Experimental program
Comparison scheme
Effect test

Embodiment 1

[0041] Embodiment 1. A reagent for quantitative detection of semen white blood cell population staining, comprising:

[0042] 1. Primary antibody: mouse anti-human CD45 IgG monoclonal antibody;

[0043] 2. Secondary antibody: IgG antibody of rabbit anti-mouse IgG;

[0044] 3. Enzyme conjugates: complexes of mouse IgG antigen and horseradish peroxidase (HRP)

[0045] 4. Substrate A: 3-amino-9-ethylcarbazole (AEC).

[0046] In the above reagents, the first antibody is used to bind to the CD45 antigen on the surface of leukocytes, the IgG-HRP complex is combined with the first antibody through the second antibody, and AEC is used to react with HRP to complete the final color development step. Therefore, as long as the antibody-providing animal in the first antibody is consistent with the animal to be opposed in the second antibody and the antigen-providing animal in the enzyme conjugate, it can be cattle, sheep, horses, etc.

Embodiment 2

[0047] Embodiment 2. A quantitative detection reagent for semen leukocyte population staining, comprising:

[0048] 1. First antibody freeze-dried powder: freeze-dried powder containing mouse anti-human CD45 IgG monoclonal antibody;

[0049] 2. Secondary antibody freeze-dried powder: freeze-dried powder of IgG antibody containing rabbit anti-mouse IgG;

[0050] 3. Enzyme conjugate solution: Tris-HCl buffer containing a complex of mouse IgG antigen and horseradish peroxidase;

[0051] 4. Substrate A solution: acetate buffer containing 4-6% of 3-amino-9-ethylcarbazole and 2-3% of dimethylformamide;

[0052] 5. Special slides (4 wells / block): slides coated with acid-resistant and hydrophobic coatings and printed with staining windows with a diameter of 0.8mm.
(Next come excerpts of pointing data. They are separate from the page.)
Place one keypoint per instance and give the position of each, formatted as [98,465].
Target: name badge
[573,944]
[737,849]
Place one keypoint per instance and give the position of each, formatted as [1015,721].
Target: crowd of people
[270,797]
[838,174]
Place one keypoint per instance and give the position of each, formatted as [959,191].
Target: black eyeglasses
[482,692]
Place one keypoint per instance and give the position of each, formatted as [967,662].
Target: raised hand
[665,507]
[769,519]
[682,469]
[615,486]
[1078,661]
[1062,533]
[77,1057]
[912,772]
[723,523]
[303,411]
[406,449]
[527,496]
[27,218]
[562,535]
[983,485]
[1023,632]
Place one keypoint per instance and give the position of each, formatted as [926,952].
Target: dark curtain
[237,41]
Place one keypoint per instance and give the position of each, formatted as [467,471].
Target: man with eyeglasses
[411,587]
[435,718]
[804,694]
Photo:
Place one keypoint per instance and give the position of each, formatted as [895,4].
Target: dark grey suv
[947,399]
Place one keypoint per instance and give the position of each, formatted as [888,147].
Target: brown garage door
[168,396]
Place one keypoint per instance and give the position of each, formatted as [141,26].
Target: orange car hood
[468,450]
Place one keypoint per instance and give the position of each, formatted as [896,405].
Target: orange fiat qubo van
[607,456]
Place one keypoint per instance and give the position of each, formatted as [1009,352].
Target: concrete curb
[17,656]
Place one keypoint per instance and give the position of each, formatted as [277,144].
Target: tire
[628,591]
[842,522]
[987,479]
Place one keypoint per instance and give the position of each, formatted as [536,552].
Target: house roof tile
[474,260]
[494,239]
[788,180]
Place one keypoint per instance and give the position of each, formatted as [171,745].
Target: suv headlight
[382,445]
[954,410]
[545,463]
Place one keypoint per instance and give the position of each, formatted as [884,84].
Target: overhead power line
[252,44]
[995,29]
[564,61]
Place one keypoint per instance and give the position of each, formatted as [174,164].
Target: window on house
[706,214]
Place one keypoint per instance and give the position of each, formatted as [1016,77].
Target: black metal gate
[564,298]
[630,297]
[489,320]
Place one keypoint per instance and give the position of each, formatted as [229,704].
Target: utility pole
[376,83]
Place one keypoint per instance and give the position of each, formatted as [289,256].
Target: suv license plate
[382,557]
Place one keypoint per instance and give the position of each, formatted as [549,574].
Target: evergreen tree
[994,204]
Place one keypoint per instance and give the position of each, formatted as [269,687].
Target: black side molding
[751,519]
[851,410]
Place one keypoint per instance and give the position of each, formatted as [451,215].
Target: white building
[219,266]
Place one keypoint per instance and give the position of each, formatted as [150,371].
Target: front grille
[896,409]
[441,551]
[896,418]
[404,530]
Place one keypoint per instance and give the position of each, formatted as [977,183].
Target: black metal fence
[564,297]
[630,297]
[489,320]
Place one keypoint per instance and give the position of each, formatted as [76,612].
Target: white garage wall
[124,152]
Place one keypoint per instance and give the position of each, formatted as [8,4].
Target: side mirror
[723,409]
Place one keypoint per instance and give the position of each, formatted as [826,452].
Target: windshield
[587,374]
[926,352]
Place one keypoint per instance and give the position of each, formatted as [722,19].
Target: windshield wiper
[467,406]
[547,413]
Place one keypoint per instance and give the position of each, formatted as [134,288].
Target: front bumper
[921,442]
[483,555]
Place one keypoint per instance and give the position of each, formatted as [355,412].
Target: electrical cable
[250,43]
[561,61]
[0053] Compared with Example 1 in this example, the two antibodies are in the form of lyophilized powder, and the IgG-HRP complex and AEC are stored in corresponding buffers, which is more conducive to long-term storage ...

Embodiment 3

[0054] Embodiment 3. Another quantitative detection reagent for semen white blood cell population staining, including:

[0055] 1. First antibody freeze-dried powder: freeze-dried powder containing mouse anti-human CD45 IgG monoclonal antibody;

[0056] 2. Secondary antibody freeze-dried powder: freeze-dried powder of IgG antibody containing rabbit anti-mouse IgG;

[0057] 3. Enzyme conjugate: Tris-HCl buffer containing a complex of mouse IgG antigen and horseradish peroxidase;

[0058] 4. Substrate A: acetate buffer containing 4-6% of 3-amino-9-ethylcarbazole and 2-3% of dimethylformamide;

[0059]5. Special slides (4 wells / block): slides coated with acid-resistant and hydrophobic coatings and printed with staining windows with a diameter of 0.8mm.

[0060] Also includes:

[0061] 6. Fixative solution: a mixture containing 40-60% acetone, 40-60% methanol, and 3-8% 40% formaldehyde;

[0062] 7. Buffer: phosphate buffer containing 0.015% calcium chloride dihydrate, 0.02% po...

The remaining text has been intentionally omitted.